Sugar mills to escape Rs44bn fine

The Competition Commission of Pakistan (CCP) has asked Pakistan Sugar Mills Association (PSMA) and 55 sugar mills to pay within two months the Rs44bn fine they have been slapped with. However, there are indications that the association and the mills would be able to escape the fine which is being dubbed as historical.

The CPP has imposed a fine of Rs44bn on the PSMA and 55 sugar mills after year-long investigation into sugar crisis that hit the country in 2019 and permanently raised sugar prices. The CPP has held a total of 81 sugar mills responsible for cartelization and plans to announce fine for 26 mills after determining their turnover. The total fine could be as high as Rs60bn.

The 186-page ruling (PDF), however, was a split 2-2 decision with the chairman and another member supporting the fine and the other two members opposing it. The chairman had to use his administrative vote to break the tie, the CCP said in a statement.

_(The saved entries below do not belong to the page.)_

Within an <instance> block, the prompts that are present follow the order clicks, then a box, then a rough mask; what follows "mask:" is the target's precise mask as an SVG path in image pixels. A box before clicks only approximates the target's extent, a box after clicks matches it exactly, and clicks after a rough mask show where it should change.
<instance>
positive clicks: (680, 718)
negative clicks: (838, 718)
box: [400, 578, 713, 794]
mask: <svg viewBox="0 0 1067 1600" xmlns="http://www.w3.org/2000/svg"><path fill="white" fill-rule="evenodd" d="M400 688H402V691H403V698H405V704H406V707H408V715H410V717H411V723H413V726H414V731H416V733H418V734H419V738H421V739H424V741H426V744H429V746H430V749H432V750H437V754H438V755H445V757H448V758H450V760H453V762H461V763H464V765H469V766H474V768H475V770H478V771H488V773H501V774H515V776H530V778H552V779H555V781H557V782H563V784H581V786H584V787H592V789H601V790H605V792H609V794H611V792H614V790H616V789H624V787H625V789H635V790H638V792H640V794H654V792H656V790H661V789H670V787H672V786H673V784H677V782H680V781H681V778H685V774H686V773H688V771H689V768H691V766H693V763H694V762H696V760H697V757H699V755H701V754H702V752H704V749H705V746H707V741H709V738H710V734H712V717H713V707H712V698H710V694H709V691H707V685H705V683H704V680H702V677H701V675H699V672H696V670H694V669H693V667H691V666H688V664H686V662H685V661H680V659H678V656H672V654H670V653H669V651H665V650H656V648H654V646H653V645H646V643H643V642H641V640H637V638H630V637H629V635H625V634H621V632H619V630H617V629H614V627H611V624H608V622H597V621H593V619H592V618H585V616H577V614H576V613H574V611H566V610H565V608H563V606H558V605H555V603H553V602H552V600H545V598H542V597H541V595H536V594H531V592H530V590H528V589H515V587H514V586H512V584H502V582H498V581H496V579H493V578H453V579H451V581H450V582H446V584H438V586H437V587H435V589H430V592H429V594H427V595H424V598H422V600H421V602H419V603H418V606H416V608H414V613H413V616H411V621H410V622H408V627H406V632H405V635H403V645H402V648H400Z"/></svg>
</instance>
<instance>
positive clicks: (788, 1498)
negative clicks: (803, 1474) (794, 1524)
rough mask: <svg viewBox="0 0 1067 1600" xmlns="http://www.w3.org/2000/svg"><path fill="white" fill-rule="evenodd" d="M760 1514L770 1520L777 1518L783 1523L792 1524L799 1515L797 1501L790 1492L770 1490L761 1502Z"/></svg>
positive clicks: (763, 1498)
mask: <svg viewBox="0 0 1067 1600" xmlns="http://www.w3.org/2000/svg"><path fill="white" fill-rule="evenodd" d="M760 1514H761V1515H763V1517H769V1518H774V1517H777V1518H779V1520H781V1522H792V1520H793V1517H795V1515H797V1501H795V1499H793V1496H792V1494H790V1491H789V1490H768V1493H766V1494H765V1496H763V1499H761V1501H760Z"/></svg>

The two members who opposed the fine also wrote dissenting notes.

Sugar mills owners are planning to benefit from the split decision, it has emerged.

Reacting to the decision the PSMA has said that the CPP ruling was neither unanimous nor on majority votes. It noted the fact that two of the member had given dissenting opinions.

The PSMA also underscored that the chairman CCP had used his administrative powers to break the tie. It said the chairman’s decision to use his administrative vote had raised a legal question. The association claimed that the chairman did not have the authority to use such administrative vote while presiding over legal proceeding.